Note that this most only happens at low loads (at most one active stream
per connection, so typically at most than one active stream per thread),
where the H2 reuse ratio on a server configured with http-reuse always
or http-reuse aggressive is close to 50%. At high loads, this is much more
rare, though looking at the reuse stats for a server, it's visible that a
sustained load still shows around 1% of the connections being periodically
renewed.

Interestingly, for RHTTP the impact is more important because there
was already a work around for this test in h2c_is_dead() but it uses
conn_is_reverse(), which is never correct in this case (it should be
called conn_to_reverse() because it says the conn must be reversed
and has not yet been), so this extra test doesn't protect against the
NULL check, and connections are closed after each stream is terminated
(if there is no other stream left).

After a long analysis with Amaury and Olivier, it was concluded that:
  - the h2c_is_dead() addition is finally not the best solution and
    could be refined, however in the current state it's a bit tricky.
  - the conn->owner test in h2c_is_dead() is no longer relevant,
    probably since 2.4 when connections were stored using hash_nodes
    in the servers and would no longer depend on a session, so that
    test should be removed.
  - the test conn_is_reverse() on the same line, that was added to
    ignore the former for RHTTP, and which doesn't properly work either
    should be removed as well.

Some further cleanups should be performed to clarify this situation.

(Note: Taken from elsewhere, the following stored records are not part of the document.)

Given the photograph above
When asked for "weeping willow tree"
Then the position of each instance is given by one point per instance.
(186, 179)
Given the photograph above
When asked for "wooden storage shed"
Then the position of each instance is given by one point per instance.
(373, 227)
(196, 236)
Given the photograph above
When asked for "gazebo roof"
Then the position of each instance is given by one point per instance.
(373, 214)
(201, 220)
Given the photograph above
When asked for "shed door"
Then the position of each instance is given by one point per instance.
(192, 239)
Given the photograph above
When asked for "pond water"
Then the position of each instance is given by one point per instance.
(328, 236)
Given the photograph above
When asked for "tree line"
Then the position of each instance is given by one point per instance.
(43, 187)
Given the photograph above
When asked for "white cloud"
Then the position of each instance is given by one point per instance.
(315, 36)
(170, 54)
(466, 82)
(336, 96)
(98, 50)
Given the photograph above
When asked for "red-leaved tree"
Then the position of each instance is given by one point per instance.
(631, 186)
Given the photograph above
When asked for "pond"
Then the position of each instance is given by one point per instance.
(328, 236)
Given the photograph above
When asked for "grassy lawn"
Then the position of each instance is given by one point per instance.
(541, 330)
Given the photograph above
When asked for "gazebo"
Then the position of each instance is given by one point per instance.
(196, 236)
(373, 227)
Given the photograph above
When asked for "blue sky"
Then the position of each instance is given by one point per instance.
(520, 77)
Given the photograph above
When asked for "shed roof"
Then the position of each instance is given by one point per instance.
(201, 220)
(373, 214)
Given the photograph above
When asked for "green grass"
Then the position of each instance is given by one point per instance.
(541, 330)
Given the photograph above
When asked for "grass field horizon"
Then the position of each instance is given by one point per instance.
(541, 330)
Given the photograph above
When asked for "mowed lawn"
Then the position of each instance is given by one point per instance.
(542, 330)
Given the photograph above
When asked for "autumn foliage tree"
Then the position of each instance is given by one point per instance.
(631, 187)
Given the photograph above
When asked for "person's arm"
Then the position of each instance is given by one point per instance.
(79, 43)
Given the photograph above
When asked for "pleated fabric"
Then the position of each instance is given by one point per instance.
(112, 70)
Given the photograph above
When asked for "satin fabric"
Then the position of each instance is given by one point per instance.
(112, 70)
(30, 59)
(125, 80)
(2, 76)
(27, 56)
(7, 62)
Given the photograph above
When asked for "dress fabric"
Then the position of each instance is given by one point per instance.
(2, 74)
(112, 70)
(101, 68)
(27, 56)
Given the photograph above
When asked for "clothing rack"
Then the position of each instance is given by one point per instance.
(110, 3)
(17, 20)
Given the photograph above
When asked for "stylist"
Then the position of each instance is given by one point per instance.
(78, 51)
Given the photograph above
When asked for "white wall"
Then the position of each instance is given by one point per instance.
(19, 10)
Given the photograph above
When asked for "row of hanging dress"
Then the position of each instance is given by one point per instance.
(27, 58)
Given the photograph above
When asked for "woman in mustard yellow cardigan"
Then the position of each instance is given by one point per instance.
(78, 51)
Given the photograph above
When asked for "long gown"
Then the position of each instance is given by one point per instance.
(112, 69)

This patch implements the points above, and it should be backported
wherever commit 59c599f3f0 was backported.
This commit is contained in:
Willy Tarreau 2026-04-16 17:59:44 +02:00
parent 0af603f46f
commit a0541f5d21

View File

@ -1063,7 +1063,6 @@ h2c_is_dead(const struct h2c *h2c)
((h2c->flags & H2_CF_ERROR) || /* errors close immediately */
(h2c->flags & H2_CF_ERR_PENDING && h2c->st0 < H2_CS_FRAME_H) || /* early error during connect */
(h2c->st0 >= H2_CS_ERROR && !h2c->task) || /* a timeout stroke earlier */
(!(h2c->conn->owner) && !conn_is_reverse(h2c->conn)) || /* Nobody's left to take care of the connection, drop it now */
(!br_data(h2c->mbuf) && /* mux buffer empty, also process clean events below */
((h2c->flags & H2_CF_RCVD_SHUT) ||
h2c_reached_last_stream(h2c)))))